The celebrated miniature manuscript penned by a 14-year-old Charlotte Brontë (1816-55) will be offered at a forthcoming Aristophil sale in France.
The copy of The Young Men's Magazine, Volume 2 dated August 1830 was last sold in London nine years ago for £690,850.
Kitty Wright, executive director of The Brontë Society, said: “This extraordinary manuscript slipped through our fingers in 2011 so we are especially determined to make the most of this second opportunity to bring it home to Haworth. It is expected to sell for at least £650,000 and we’ve been working hard for many months applying to trusts and foundations.”

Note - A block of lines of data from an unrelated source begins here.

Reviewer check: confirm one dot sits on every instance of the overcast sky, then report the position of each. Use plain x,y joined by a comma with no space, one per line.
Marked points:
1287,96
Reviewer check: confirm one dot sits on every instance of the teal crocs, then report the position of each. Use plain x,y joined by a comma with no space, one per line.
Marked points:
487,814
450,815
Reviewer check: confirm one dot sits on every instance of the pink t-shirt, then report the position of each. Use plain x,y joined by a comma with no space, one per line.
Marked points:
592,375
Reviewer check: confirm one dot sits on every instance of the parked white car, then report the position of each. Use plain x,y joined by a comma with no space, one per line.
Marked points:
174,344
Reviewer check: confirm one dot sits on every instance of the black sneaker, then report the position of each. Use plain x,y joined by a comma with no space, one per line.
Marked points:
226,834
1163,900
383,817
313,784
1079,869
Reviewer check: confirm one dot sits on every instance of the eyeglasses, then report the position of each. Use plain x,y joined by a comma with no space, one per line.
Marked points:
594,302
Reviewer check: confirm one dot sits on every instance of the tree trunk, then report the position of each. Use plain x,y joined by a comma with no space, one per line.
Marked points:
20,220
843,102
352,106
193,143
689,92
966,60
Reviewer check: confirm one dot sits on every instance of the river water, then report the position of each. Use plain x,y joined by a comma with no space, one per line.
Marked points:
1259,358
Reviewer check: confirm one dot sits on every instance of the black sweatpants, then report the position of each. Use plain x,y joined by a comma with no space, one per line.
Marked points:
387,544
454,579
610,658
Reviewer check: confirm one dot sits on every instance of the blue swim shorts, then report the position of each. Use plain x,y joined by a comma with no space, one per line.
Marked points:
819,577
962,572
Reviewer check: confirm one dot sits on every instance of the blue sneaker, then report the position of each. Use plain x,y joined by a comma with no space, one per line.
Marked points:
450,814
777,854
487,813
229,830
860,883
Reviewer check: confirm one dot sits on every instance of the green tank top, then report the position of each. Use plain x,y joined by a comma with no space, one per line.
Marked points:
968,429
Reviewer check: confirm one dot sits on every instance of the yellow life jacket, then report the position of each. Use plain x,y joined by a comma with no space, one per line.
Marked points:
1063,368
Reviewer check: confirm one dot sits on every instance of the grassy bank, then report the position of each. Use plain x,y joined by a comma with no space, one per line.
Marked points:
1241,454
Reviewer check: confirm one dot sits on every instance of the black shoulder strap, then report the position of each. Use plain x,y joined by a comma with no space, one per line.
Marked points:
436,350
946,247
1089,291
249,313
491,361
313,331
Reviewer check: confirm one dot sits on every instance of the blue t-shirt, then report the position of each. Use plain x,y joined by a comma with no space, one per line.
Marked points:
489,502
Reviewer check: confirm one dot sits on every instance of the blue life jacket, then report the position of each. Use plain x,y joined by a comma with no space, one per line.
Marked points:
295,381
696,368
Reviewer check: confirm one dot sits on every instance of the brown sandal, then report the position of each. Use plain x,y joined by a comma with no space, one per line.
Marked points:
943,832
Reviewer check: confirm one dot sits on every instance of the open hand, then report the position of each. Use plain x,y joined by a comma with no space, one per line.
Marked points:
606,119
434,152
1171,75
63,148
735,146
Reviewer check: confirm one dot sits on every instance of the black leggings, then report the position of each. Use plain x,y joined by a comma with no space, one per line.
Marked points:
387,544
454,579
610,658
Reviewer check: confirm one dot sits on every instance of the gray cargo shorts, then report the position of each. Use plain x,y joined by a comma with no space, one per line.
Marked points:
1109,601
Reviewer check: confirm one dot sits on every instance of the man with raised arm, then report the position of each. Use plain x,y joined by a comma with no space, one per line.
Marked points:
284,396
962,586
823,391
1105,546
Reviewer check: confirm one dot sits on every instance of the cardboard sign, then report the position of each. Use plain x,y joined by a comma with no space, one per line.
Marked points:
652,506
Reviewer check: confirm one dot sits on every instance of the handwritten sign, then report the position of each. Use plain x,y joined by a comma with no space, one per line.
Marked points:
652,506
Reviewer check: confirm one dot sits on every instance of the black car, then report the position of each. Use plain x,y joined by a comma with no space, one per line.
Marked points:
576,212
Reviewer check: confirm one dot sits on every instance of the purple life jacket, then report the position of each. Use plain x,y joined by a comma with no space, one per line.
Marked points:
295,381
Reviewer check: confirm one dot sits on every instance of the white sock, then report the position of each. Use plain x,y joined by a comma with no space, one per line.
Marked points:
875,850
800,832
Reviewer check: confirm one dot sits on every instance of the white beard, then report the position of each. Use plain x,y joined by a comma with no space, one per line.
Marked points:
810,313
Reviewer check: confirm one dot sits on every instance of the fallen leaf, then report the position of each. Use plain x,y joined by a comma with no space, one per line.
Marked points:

The final part of the fund-raising is a public plea. Wright asked “lovers of literature everywhere to support us now, so that we can go to the auction with a competitive bid and prevent the little book from disappearing into a private collection”.
Dame Judi Dench, president of the Brontë Society, added: “I have long been fascinated by the little books created by the Brontës when they were children. These tiny manuscripts are like a magical doorway into the imaginary worlds they inhabited and also hint at their ambition to become published authors. I hope that everyone will help the Brontë Society to bring it back to Yorkshire where it belongs.”
Written in minute characters in imitation of print, the tiny hand-sewn book measuring 1.4 × 2.4in (3.5 × 6.1cm) is one of a series of ‘magazines’ created by siblings Charlotte and Branwell Brontë from January 1829-August 1830.
Like others in the series, the prose and poetry are based in the imaginary west African settlement Glass Town with the characters based on a set of 12 wooden soldiers bought by Rev Brontë for Branwell in 1826.
The books (the series of the previous year was titled Blackwood’s Young Men’s Magazines) were supposed to have been produced and read by the toy soldiers, hence their miniature size.
Charlotte produced six copies of The Young Men's Magazine, Volume 2 and four of them are now in the Brontë Parsonage Museum.
The museum lost out on bidding for this version when it appeared at Sotheby’s in December 2011 estimated to fetch between £200,000-300,000.
It sold to the Paris Musée des Lettres et Manuscrits for £690,850, a record for a Brontë manuscript at auction.
However the museum closed in 2014 after its owner, Gérard Lhéritier, and his company Aristophil were investigated for allegedly running an €800m Ponzi scheme. The contents (136,000 original manuscripts and letters) are now being sold by four Paris auction houses (Aguttes, Artcurial, Drouot Estimations and Ader) in the hope of returning some money to 18,000 investors. So far, with 21 sales held, the total stands at around €41m (£35.5m).
The Young Men's Magazine, Volume 2 comes for sale with an estimate of €600,000-800,000 in the 22nd sale of the series on November 18 that includes a focus on British and American material from Anglo-Saxon manuscripts to Churchill letters. Sales 23-27 (French literature, Great Historical Figures at Jean Cocteau) will follow on November 19-22 and December 4.